バジーン!と閃光が走り、ソードから出ていた電気で一瞬相手は弾かれるが、ニューロスもすぐに襲いかかってくる。
「人間のくせにそのスピード。
カウス・シュルタンか。」
「どうも。」
カウスは様子を見ながらも呑気に言った。
「三兄弟亡くなったらたいそう揺れるだろうな。ユラスも。」
そう言ってニューロスは誘導弾を向ける。だが、カウスもそれを弾き落とし、舌なめずりしてそのニューロスの近距離に入った。切り替えたショットガンでバズっと関節部に打撃を与える。一度ニューロスは吹っ飛ぶが、また襲いかかってくる。カウスは強化スーツとはいえ、あまりに接近戦は危険だ。
一方、車の方からはさらにもう3体半人間型ニューロスが出てきた。皮膚コーティングしていない2機といかにもロボットな1機。数を詰めたのか男性型も大柄はいない。
「え?あの狭い中にまだいたの??」
驚くファクト。
「……もしかして全機あのSUVにいたのか?ニューロスメカニックの人権、人間同権とか言ってる人たちが、なんて詰め方してんだ。人間扱いしろよ。」
カウスと同じように到着したユラス兵たちが皮肉を言うが、それにはもう1人のユラス兵が答える。
「人間の扱いもそんな感じってことでしょ。」
2人はヘッドギア内の通信で話していたが、ファクトには聞こえた。
ベージンは国境で違法ニューロスを察知されないように、予備機の電源は完全に落としてきたため起動に少し時間がかかったのだ。元々は調査用にギュグニーに密輸入するものだった。

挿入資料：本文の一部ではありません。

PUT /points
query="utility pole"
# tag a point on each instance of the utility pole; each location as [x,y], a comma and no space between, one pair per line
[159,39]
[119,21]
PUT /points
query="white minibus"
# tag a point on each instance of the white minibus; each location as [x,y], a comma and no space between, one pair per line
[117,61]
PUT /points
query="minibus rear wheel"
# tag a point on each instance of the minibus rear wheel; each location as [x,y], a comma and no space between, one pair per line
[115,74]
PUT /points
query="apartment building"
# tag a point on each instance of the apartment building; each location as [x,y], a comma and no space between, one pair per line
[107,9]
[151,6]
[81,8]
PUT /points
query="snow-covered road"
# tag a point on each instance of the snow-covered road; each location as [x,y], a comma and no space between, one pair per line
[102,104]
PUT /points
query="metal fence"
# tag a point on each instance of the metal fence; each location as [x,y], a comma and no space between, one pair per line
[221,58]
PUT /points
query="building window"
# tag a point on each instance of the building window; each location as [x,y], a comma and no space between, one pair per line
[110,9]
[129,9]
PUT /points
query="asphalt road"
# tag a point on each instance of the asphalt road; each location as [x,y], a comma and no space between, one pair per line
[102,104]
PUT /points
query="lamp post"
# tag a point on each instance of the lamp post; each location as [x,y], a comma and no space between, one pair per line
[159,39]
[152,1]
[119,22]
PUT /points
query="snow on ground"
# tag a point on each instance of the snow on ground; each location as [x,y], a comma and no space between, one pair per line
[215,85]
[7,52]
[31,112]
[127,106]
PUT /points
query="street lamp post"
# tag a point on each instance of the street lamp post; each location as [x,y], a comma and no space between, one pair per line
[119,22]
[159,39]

車が炎上すればおシャカだが、ベージン社の謳う『人間と並ぶ、人と共にあるヒューマノイド』など、どうでもよいのだろう。
その3体は弱いと見たファクトや響の側に向かい襲ってくる。ユラス側に今の時点でニューロスはいない。
「ファクト!」
シリウスがモーゼスを回し蹴りにし、そう叫んでファクトたちに加勢に行こうとした。
だが、ファクトもファクトで応戦する。
まず持っている武器がショックを与えさせるショートショックしかないので、もう一度サイコスを与えようと構える。
そして、勢い付けようと一旦手を引いてサイコスを放とうとした時だった。
プラズマが弧を描く。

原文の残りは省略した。